Dans un contexte si évolutif, les fédéralistes insistent particulièrement sur deux points.
1. Il faut s’opposer vigoureusement à toute partition d’un État dont les citoyens, dans leur apparente majorité, accordent à l’Union Européenne un crédit moral dont elle doit demeurer digne. Les fédéralistes savent bien que si, au sein d’un État deux ou plusieurs entités manifestent des particularités fortes, la seule réponse envisageable est l’instauration de dispositions à caractère fédéral.
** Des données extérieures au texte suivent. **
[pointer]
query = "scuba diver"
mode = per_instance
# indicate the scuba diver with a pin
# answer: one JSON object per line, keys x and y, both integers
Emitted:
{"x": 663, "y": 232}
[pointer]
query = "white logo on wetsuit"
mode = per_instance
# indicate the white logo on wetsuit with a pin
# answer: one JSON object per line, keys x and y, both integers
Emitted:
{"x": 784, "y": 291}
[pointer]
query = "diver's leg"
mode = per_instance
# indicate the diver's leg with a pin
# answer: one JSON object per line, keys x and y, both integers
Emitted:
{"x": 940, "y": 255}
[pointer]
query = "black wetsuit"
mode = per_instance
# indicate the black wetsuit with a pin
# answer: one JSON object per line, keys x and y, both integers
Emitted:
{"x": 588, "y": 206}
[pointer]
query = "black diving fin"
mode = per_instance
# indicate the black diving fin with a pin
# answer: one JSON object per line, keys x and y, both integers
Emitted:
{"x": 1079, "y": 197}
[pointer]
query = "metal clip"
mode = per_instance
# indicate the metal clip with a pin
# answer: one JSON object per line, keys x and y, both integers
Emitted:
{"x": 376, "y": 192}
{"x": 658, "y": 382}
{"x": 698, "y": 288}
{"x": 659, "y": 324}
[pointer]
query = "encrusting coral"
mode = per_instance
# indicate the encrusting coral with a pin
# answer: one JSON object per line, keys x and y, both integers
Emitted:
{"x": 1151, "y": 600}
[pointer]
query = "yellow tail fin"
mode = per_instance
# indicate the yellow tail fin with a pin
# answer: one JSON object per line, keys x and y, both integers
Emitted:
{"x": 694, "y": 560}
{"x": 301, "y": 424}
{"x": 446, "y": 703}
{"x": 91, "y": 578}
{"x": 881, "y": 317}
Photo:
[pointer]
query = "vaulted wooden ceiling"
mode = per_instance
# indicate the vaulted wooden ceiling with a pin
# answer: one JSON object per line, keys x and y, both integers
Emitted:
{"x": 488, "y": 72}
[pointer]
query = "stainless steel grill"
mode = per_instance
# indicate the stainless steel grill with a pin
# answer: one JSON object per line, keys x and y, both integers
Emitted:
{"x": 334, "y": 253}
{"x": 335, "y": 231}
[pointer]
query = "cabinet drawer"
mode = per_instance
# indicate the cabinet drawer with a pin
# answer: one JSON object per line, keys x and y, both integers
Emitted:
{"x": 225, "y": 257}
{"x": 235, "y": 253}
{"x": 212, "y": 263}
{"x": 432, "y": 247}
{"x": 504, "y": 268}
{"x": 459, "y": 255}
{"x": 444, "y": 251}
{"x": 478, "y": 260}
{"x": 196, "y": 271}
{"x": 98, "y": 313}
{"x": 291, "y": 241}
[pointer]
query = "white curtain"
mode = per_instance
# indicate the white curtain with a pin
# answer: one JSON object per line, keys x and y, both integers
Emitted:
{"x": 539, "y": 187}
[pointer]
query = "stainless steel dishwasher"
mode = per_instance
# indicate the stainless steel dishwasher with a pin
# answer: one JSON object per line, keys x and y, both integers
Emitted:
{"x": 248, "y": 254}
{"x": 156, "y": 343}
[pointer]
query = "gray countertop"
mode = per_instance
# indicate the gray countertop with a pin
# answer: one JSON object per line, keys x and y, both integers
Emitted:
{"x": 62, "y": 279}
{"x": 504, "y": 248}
En dépit de ce que certains prétendent, on n’en n’est pas encore là en Ukraine.
2. Il faut de toute urgence exiger une politique européenne étrangère, de défense et de sécurité efficace et crédible. Cela commencera par un SEAE autonome, tourné vers le bien commun des Européens. Attendre des diplomates des États membres de l’UE, préoccupés par la défense des intérêts nationaux, qu’ils prennent en charge avec application les besoins légitimes de l’ensemble des peuples européens, c’est faire fi d’inévitables conflits d’intérêts. Il faut libérer le SEAE des entraves que lui infligent des États jaloux de prérogatives désuètes, lui accorder les moyens dont il a besoin et le laisser jouer son rôle. Le bras armé de cette politique sera constitué d’une force européenne d’action rapide pouvant être mise en œuvre sans tergiverser dans les limites d’un cadre prédéterminé.
La crise ukrainienne, c’est l’affaire de l’Union dans son ensemble. Aucun État membre, par même un groupe d’États, ne peuvent prétendre s’exprimer au nom de l’Union. Si, dans le cas présent et en l’absence d’une politique commune, l’action diplomatique de l’UE a relevé d’une approche intergouvernementale classique, et non d’une vision supranationale, la conduite des affaires communes doit constituer une souveraineté commune, confiée aux institutions communautaires.
Le Parlement européen, en tant que tel, doit être régulièrement saisi de la politique menée en Ukraine au nom des citoyens et des peuples européens.